When I talk with colleagues at other state institutions, I find that my roster is similar to theirs. While demographics vary from school to school, often revealing the composition of a state or region, the diversity of students’ unique requirements remains consistent. These students occupy situations largely unfamiliar to me, and they have needs that I often must seek advice to meet. But their ambitions I see and know: To pass my classes. To complete their bachelors’ degree. To get a job that is personally rewarding as well as economically sustaining. Online courses are often the only way that these students can pursue their ambitions because nonsynchronous classes and virtual learning environments meet their situations and needs. The spouse of the service member cannot come to main campus to complete their coursework. The student raising an at-risk teen needs a course schedule that can bend to medical and psychiatric emergencies. The student juggling historical and personal trauma requires the security of virtual spaces in which to discuss challenging texts and issues with classmates.

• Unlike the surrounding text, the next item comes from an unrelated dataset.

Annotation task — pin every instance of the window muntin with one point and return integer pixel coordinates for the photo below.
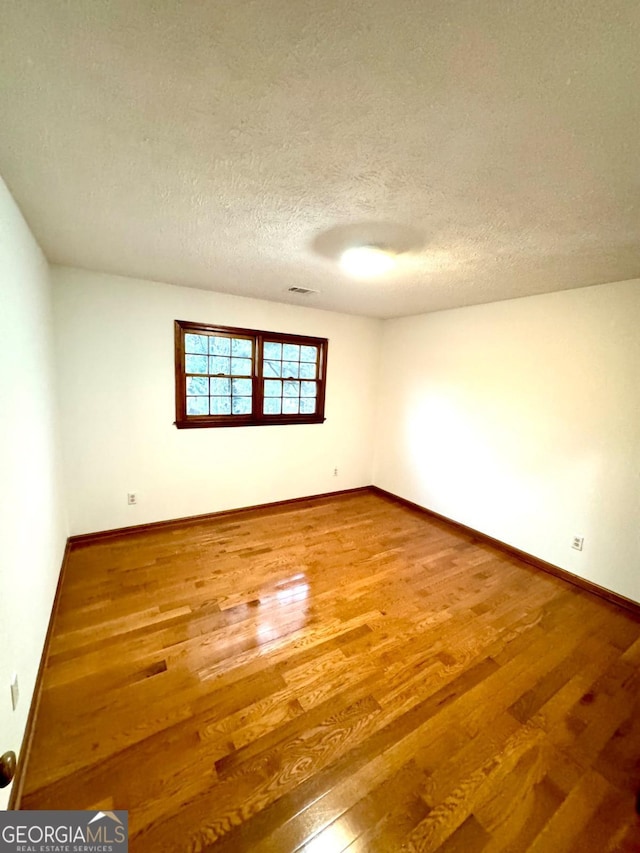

Meeting the requirements of teaching these students is not only my values but also my institution’s values. According to the University of New Mexico’s Faculty Handbook, Access and Student Success is among a short list of the University’s values. This value is defined as follows: “We have a clear obligation to provide a quality higher education to all New Mexico students who have the capability to succeed. This obligation is combined with the responsibility to provide an environment and appropriate support to give every individual his or her best chance of success.” (Policy A20: Vision, Mission and Value Statements) Online instruction is one critical way to “provide an environment and appropriate support” for “every individual” who can succeed at the University.
These provisions and support need to be consistent – from the University President to departmental advisors. And it cannot be simply paid as lip service. Human and material resources need to be put behind this endeavor. In this way, and only in this way, can the University fulfill two other values that are listed higher than Access and Student Success. These values are Creativity and Initiative and Excellence. The University has begun to dedicate significant resources to help instructors develop rigorous, sophisticated online courses as well as to recognize and reward innovations in virtual environments that support student access and success. Continuing to support students and faculty is a step in the right direction, which is making leadership in online education an institutional priority. Indeed, leadership links the three values cited above, either explicitly (in the case of Excellence) or implicitly.
So as I revamp one online course and create another for the spring semester, I am struck by the ways my pedagogy matches up with my personal and institutional values. Just as importantly, I also think about the ways that it might serve as a model for fellow online teachers, both at my University and at other colleges and universities. Because as online education grows, more and more students, faculty, and administrators as well as community members and leaders are beginning to recognize its value.